To the Chicago Transit Authority:
  1. Correct all safety deficiencies identified by the Regional Transportation Authority in its most recent and future safety inspections and reviews, regardless of whether those deficiencies are labeled as “findings,” “observations,” or some other term.
  2. Examine all of the elements in the American Public Transportation Association’s “Standard for Rail Transit Track Inspection and Maintenance” and incorporate all appropriate elements of this standard in your system safety program. Specifically, include the regular use of track geometry vehicle inspections and the inspection of rail for internal defects in your system safety program.
  3. Evaluate all territories to determine the number of inspectors and the amount of time needed to ensure that adequate track inspections are conducted, and implement appropriate changes.

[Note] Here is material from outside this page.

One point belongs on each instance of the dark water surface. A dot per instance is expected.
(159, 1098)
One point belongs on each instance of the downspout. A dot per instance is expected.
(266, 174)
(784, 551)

  4. Schedule as a priority the maintenance oversight workshop and the training course that the Federal Transit Administration plans to develop for track inspectors and supervisors that will address the unique demands of track inspection in the rail transit environment.
  5. Perform a comprehensive computational study of the existing ventilation system using various fire and smoke scenarios to identify potential deficiencies, and make improvements to the ventilation system and smoke removal procedures based on the findings of the study. These actions should address reinstalling fan 108 and replacing unidirectional fans (including fan 133) with dual direction fans as needed.
  6. Examine and improve as necessary your ability to communicate with passengers and perform emergency evacuations.